Personal finance guru Martin Lewis has launched a scathing critique of Chancellor Rachel Reeves' decision to freeze the salary threshold for Plan 2 student loan repayments, branding the move as "not a moral thing" to do. The clash centres on a policy announced in November 2025, which will hold the repayment trigger at £29,385 for three years starting in April 2027, instead of allowing it to rise with inflation as previously expected.
Understanding the Student Loan Freeze
This specific change impacts graduates in England and Wales who commenced their university studies between September 2012 and July 2023. Currently, these borrowers begin repaying their loans once their income surpasses the existing threshold of £28,470. By freezing the threshold, the government is effectively ensuring that graduates pay back a larger proportion of their earnings as wages increase over time.
The Mechanism of Fiscal Drag
This policy introduces a phenomenon known as "fiscal drag," where workers lose a greater share of their take-home pay than they would if the limit had been adjusted for inflation. Essentially, as salaries rise with economic growth, more graduates will find themselves pushed over the static repayment threshold, resulting in higher overall repayments to the Treasury.
Rachel Reeves' Defence of the Policy
Chancellor Rachel Reeves has robustly defended the freeze, describing it as a "fair and proportionate" measure essential for stabilising the national economy. She argues that the policy strikes a crucial balance between generating necessary tax revenue and meeting public spending requirements.

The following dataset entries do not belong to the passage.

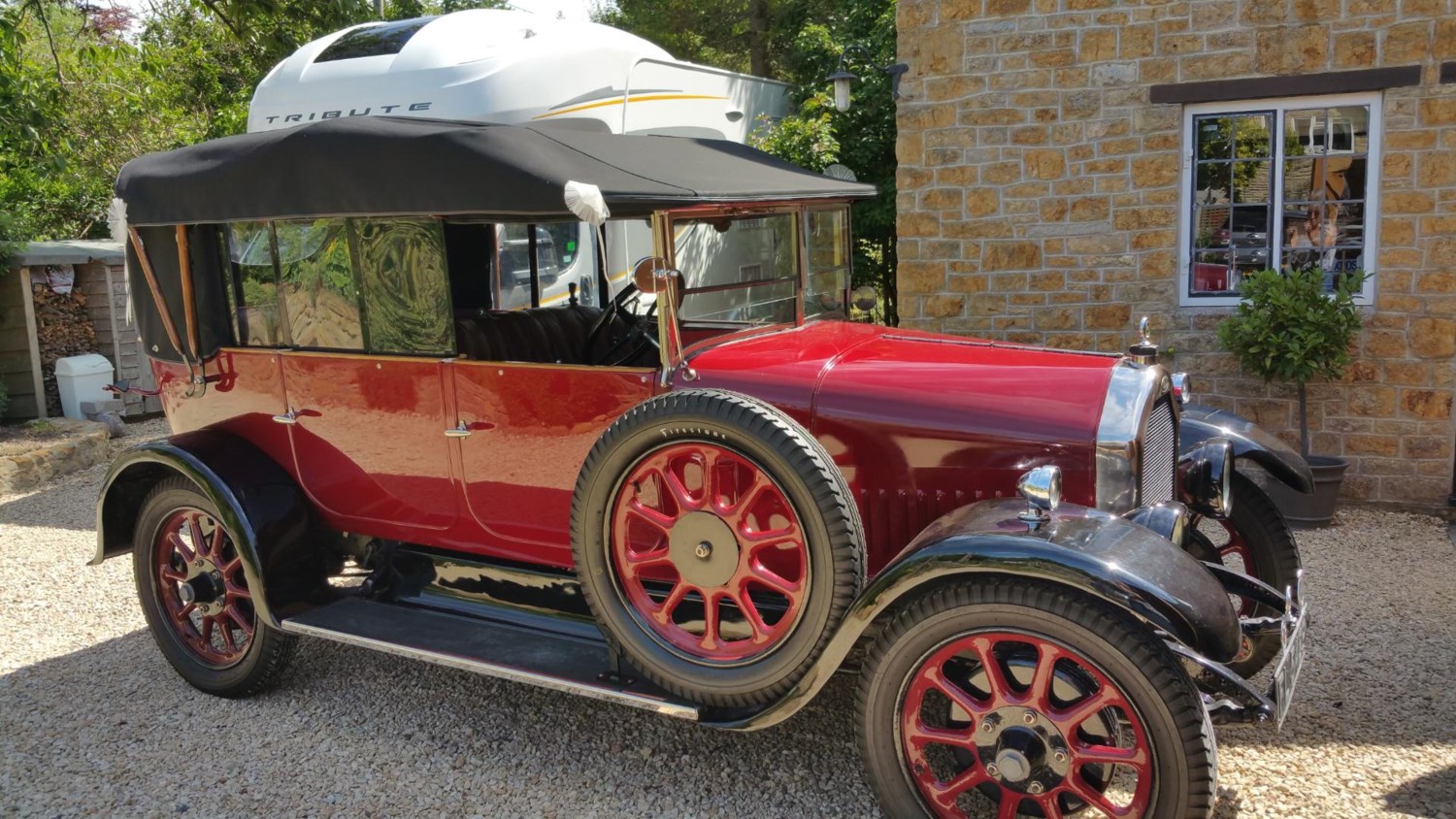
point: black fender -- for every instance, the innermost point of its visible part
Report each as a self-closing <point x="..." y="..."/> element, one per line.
<point x="1249" y="441"/>
<point x="256" y="499"/>
<point x="1086" y="550"/>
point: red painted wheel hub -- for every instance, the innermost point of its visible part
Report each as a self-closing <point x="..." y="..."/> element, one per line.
<point x="710" y="553"/>
<point x="201" y="588"/>
<point x="1027" y="723"/>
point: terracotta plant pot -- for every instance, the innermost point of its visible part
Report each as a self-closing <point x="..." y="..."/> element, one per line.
<point x="1312" y="510"/>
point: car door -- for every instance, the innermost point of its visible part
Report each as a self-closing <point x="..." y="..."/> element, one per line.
<point x="530" y="428"/>
<point x="369" y="441"/>
<point x="366" y="306"/>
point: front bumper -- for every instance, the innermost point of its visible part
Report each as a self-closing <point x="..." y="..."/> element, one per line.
<point x="1229" y="697"/>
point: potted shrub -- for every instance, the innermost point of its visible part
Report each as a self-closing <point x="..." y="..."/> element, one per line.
<point x="1290" y="328"/>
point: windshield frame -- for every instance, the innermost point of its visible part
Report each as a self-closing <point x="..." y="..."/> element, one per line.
<point x="801" y="210"/>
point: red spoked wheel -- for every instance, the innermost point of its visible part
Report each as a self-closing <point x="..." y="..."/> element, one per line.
<point x="195" y="594"/>
<point x="710" y="551"/>
<point x="1030" y="723"/>
<point x="716" y="544"/>
<point x="1010" y="697"/>
<point x="201" y="588"/>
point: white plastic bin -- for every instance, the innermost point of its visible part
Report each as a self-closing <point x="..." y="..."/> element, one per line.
<point x="82" y="378"/>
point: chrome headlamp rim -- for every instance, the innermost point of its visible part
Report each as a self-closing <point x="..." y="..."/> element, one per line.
<point x="1181" y="386"/>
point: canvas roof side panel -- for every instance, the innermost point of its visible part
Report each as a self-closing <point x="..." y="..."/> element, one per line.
<point x="383" y="165"/>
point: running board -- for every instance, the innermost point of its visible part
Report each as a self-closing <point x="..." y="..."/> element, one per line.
<point x="549" y="661"/>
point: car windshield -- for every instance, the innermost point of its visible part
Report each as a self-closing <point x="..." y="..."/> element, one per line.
<point x="742" y="270"/>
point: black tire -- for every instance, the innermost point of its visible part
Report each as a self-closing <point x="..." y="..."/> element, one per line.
<point x="265" y="653"/>
<point x="1144" y="672"/>
<point x="806" y="475"/>
<point x="1269" y="553"/>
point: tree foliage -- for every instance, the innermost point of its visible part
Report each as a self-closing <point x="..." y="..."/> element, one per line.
<point x="801" y="44"/>
<point x="1289" y="328"/>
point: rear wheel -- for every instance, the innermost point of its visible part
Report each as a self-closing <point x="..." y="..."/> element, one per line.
<point x="716" y="544"/>
<point x="197" y="598"/>
<point x="1254" y="540"/>
<point x="1013" y="699"/>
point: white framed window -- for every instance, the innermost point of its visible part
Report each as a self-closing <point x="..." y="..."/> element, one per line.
<point x="1278" y="183"/>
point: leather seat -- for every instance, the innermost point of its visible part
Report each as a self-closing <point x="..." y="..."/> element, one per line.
<point x="541" y="335"/>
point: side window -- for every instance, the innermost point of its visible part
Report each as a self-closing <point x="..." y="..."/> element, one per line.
<point x="565" y="258"/>
<point x="742" y="270"/>
<point x="1284" y="186"/>
<point x="407" y="291"/>
<point x="255" y="285"/>
<point x="515" y="267"/>
<point x="827" y="245"/>
<point x="316" y="279"/>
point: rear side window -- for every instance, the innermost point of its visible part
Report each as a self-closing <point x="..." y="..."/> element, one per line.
<point x="407" y="291"/>
<point x="827" y="244"/>
<point x="316" y="279"/>
<point x="360" y="285"/>
<point x="255" y="285"/>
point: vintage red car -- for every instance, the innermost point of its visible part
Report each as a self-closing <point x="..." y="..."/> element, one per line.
<point x="702" y="496"/>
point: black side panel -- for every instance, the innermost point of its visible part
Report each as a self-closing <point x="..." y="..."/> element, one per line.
<point x="258" y="501"/>
<point x="209" y="278"/>
<point x="162" y="250"/>
<point x="469" y="249"/>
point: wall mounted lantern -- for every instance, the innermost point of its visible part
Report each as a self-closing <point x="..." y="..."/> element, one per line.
<point x="842" y="78"/>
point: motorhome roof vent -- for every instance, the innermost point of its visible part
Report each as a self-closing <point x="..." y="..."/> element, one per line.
<point x="378" y="40"/>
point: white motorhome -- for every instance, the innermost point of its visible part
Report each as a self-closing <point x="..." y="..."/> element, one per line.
<point x="514" y="67"/>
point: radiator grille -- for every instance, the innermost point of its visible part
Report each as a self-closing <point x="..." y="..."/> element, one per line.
<point x="1159" y="454"/>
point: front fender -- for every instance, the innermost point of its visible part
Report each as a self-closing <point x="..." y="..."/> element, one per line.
<point x="256" y="499"/>
<point x="1249" y="441"/>
<point x="1095" y="553"/>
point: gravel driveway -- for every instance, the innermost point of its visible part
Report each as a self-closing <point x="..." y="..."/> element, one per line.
<point x="93" y="722"/>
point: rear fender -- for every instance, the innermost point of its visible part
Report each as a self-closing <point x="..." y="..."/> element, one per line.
<point x="1091" y="551"/>
<point x="258" y="502"/>
<point x="1249" y="442"/>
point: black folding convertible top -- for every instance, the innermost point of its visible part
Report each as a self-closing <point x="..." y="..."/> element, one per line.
<point x="389" y="165"/>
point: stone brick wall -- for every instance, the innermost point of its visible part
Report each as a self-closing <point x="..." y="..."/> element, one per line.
<point x="1039" y="198"/>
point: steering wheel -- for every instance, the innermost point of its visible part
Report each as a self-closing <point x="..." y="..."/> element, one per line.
<point x="628" y="346"/>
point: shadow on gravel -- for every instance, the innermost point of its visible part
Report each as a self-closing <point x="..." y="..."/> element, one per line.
<point x="54" y="507"/>
<point x="113" y="729"/>
<point x="1426" y="796"/>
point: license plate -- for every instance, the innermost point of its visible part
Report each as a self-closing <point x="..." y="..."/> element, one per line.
<point x="1292" y="659"/>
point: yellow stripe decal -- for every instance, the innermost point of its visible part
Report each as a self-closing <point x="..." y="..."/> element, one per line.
<point x="643" y="98"/>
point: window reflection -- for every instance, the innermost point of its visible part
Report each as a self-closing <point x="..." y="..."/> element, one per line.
<point x="316" y="278"/>
<point x="407" y="291"/>
<point x="255" y="285"/>
<point x="1277" y="189"/>
<point x="827" y="244"/>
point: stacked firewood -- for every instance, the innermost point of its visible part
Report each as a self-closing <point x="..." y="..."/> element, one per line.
<point x="63" y="329"/>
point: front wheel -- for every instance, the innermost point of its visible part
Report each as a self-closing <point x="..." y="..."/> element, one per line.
<point x="1015" y="699"/>
<point x="195" y="595"/>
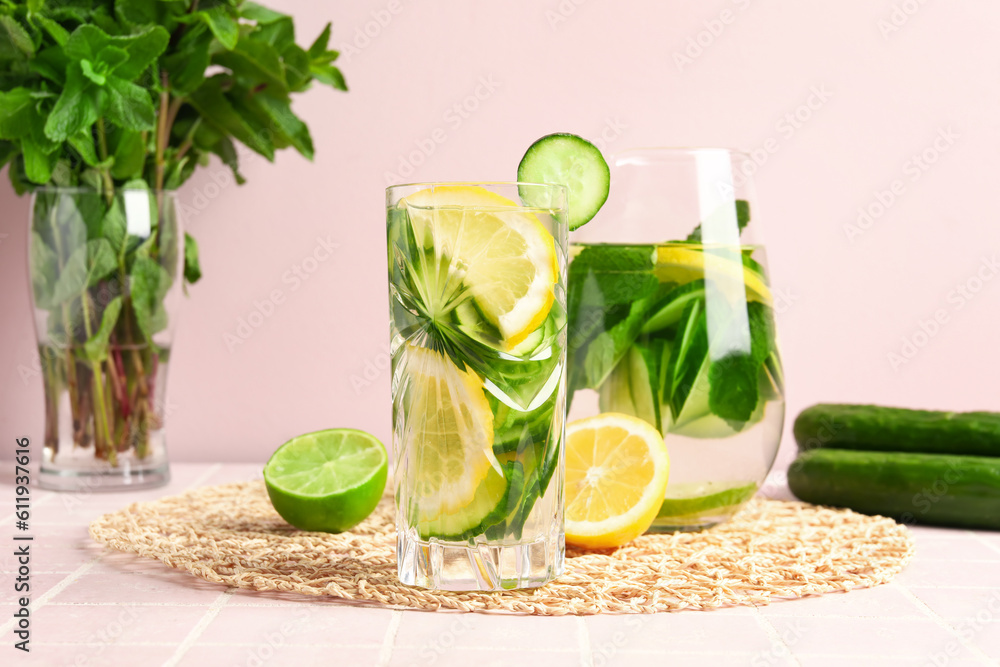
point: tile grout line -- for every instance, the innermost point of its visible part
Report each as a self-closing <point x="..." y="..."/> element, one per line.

Reeves stated that a primary objective of the freeze is to bring various student loan repayment plans into closer alignment. She believes that having graduates start repayments at the same income level across different plans represents a "fair and reasonable" approach, simplifying the system and ensuring consistency.
Martin Lewis' Moral Objections
Martin Lewis, the founder of Money Saving Expert, has voiced strong opposition, emphasising that student loans are legally structured as contracts rather than a standard tax, despite the government often treating them as the latter. He contends that the government is unfairly altering the terms of agreements that young people have already signed, based on promises made at the time of borrowing.
Lewis expressed deep concern that this move treats student debt as a flexible levy that can be adjusted at the government's whim, undermining trust in financial commitments. He has publicly urged Chancellor Reeves to reconsider the policy before it takes effect, highlighting that many students entered these agreements without adequate financial education regarding how thresholds could be manipulated in the future.
The Broader Implications
This dispute raises significant questions about the morality and transparency of government financial policies affecting young graduates. It underscores ongoing debates about the balance between fiscal responsibility and fair treatment of borrowers, with potential implications for future education funding and student trust in loan systems.